On assiste depuis quelques années à un renouveau de l'old school que se soit dans le Thrash (Evile, Bonded By Blood...) ou dans le Death (Bastard Priest, Death Breath...). Bien souvent, ce sont des passionnés qui vouent corps et âme à leur musique, peu importe les tendances et si la qualité n'est pas toujours au rendez-vous (ex des dizaines de groupes de Black Metal peu aventureux), on trouve aussi quelques très bonnes formations vouées à demeurer confinées dans l'obscur caveau de l'underground.
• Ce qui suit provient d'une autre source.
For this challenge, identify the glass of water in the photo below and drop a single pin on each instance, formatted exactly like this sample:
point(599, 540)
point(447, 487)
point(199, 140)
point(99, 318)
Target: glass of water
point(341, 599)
Il faut quand même faire la lumière sur Necrowretch. Des mecs qui sont restés bloqués dans les années 90 et qui ont très certainement usés jusqu'à l'os les vieux Obituary, Asphyx, Dismember, Grave et toute une partie de la scène suédoise où le riff se faisait déguelasse comme un cadavre pourrissant au fond d'un marais fétide. Car c'est bien là où se trouve toute la substance croupie de Necrowretch, empestant la crasse de leurs aînés. Putrefactive Infestation comme ils disent, un premier ep (après deux démos) et le refus de sonner comme ¾ de leurs voisins scandinaves. L'envie de jouer un death-metal primitif, brut, sans artifice dont le riffing tient une place prépondérante. Necrowretch n'est sans doute pas très original, mais ce qui prime, c'est la sincérité qui transpire de cet ep et surtout la qualité de composition qui s'en dégage. Les cordes sentent les vieux de relents de Doom/Death crades (Putrefactive Infestation), accélérations redoutables et jouissives qui déchiquettent tout à coup de riffs tronçonneuses et lorgnent parfois vers le Thrash (A Rancing Spree). Le chant y est possédé, lacéré, tout droit sorti d'outre tombe avec des hurlements à te glacer le sang (Sepulchral Pleading) et que dire des blasts déments qui t'enfoncent six pieds sous terre... Par ailleurs, on sent que les musiciens ont travaillé leur ambiances morbides, poisseuses et viciées. Tu lances le titre éponyme, et tout est là! Le genre de son qu'on imagine sans problème sur un vieux film de Romero. Le réveil des morts-vivants et leur lente marche attirés pas la chaire fraiche. Puis l'on bascule dans l'horreur, tout s'accélère, les blasts accompagnent notre fuite et le solo aliéné ponctue notre fin qu'on savait inévitable. Ajoutons que la production va évidemment dans ce sens, crue et graveleuse, suintant la décomposition et participant à l'intensité de l'ep, sans tomber dans les travers de l'inaudible.
Si tu aimes ce genre de death metal putréfié, aucune hésitation à avoir, il faut vraiment te jeter comme un zombie affamé sur les quatre titres de ce Putrefactive Infestation, en attendant le long format prévu pour l'année prochaine.